PROJECT SUMMARY/ABSTRACT
Aging is accompanied by increasing vulnerability to cardiovascular disease (CVD) and Alzheimer’s disease (AD).
The ongoing rise in both AD and CVD has been ascribed to the increasing adoption of a Western sedentary
lifestyle accompanied by a diet rich in fats and sugars. To understand the links between AD and CVD in human
subjects, non-invasive imaging methods such X-ray computed tomography (CT) and magnetic resonance (MR)
are essential. Cardiac CT is one of the most powerful applications of these methodologies at both clinical and
preclinical levels, but it is currently limited by its low contrast resolution. Our primary objective in this proposal
is to improve the current status of cardiac CT based on photon counting detector technology and demonstrate
its capabilities in preclinical studies focused on studying the interaction between CVD and AD. Our central
hypothesis is that cardiac photon counting CT will provide low dose spectral characterization of atherosclerotic
plaques together with cardiac function, while enabling longitudinal monitoring of interventions such as exercise.

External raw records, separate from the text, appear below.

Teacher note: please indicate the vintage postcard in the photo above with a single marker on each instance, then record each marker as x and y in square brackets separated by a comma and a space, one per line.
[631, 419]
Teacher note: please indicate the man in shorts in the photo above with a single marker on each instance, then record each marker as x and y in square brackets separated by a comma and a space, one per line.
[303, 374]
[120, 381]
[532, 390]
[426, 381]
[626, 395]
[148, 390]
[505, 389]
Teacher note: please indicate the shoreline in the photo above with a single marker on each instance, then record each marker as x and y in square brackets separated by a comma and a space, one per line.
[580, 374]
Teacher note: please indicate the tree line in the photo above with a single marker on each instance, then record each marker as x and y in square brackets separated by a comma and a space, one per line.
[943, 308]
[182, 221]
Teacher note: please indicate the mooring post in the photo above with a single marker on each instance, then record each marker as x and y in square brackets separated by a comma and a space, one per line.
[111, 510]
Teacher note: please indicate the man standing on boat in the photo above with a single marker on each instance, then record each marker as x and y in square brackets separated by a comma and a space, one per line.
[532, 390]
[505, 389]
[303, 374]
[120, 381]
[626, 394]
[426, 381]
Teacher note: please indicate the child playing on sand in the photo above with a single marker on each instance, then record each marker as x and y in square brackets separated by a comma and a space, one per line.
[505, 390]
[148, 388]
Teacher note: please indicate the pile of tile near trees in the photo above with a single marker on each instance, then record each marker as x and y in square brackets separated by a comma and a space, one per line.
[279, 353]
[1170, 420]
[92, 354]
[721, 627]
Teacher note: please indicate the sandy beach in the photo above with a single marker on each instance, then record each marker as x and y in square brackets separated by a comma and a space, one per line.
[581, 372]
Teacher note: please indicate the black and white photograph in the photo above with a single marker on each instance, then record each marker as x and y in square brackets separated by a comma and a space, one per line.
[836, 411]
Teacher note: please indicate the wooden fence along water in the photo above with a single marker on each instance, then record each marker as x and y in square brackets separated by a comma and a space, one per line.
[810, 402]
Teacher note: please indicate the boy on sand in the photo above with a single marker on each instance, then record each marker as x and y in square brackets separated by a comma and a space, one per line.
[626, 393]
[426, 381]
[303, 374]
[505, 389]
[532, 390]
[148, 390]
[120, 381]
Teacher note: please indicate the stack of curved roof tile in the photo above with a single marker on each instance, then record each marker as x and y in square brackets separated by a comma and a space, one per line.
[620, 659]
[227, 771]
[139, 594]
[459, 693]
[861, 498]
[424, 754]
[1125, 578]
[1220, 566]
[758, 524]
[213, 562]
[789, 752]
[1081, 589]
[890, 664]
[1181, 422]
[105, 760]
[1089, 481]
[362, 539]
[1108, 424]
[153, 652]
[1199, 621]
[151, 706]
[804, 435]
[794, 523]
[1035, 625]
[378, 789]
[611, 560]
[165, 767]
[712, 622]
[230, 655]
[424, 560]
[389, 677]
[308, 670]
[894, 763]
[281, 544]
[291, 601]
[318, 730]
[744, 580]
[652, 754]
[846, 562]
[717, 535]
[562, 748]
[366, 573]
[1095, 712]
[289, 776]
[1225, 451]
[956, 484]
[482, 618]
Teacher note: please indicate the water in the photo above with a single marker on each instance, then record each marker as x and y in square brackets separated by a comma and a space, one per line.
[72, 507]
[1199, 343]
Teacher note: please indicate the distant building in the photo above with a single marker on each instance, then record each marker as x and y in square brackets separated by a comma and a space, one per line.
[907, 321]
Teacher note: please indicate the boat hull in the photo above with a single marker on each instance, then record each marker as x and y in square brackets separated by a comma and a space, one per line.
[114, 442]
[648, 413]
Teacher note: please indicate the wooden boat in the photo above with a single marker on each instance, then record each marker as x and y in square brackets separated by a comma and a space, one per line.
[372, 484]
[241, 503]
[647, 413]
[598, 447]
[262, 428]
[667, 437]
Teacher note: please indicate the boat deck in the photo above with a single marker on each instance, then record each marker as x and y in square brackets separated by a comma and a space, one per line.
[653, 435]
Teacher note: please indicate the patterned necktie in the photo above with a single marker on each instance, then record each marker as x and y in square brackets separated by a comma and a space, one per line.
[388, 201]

We will pursue three specific aims. In specific aim 1, we will develop the theoretical foundation and GPU
optimized tools for reconstruction of cardiac 5D (3D + Time + Energy) photon counting CT data. We will
incorporate deep learning solutions to overcome fundamental barriers to the advancement of this technology:
regularization to deal with image noise associated with photon binning, robust material decomposition to combat
spectral distortion, and automated cardiac function and plaque analysis to handle data dimensionality. During
the second specific aim, we will characterize the performance of our novel cardiac photon counting CT imaging
using simulations, phantoms and animal experiments to show its benefits for atherosclerotic plaque
characterization and cardiac function estimation. Finally, in specific aim 3 we will investigate if cardiovascular
risk impacts brain phenotypes in animal models of genetic risk for AD. CVD and AD share a genetic link via the
ApoE gene and its isomorphic allele 4 (APOE4). We will use APOE3/HN and APOE4/HN mouse strains that
express the corresponding specific targeted-replacement human APOE allele, on a humanized Nitric Oxide
Synthase 2 (denoted here as HN) background. Using these models, we will first assess the impact of a high fat,
high sugar diet on cardiovascular phenotypes (atherosclerotic plaque size, numbers; cardiac function measured
with CT) and how these genetic differences are reflected in behavior and brain MR based biomarkers compared
with control mice in the same background. Finally, we will also investigate the potential to rescue these
phenotypes using exercise as the intervention. The impact of the proposed research will validate the usage of
photon counting CT technology to enhance routine cardiac CT imaging applications. Our project will enable new
powerful integrative approaches to examine the impact of environmental stressors to alter APOE genotype-
specific vulnerability, or resilience to CVD and AD.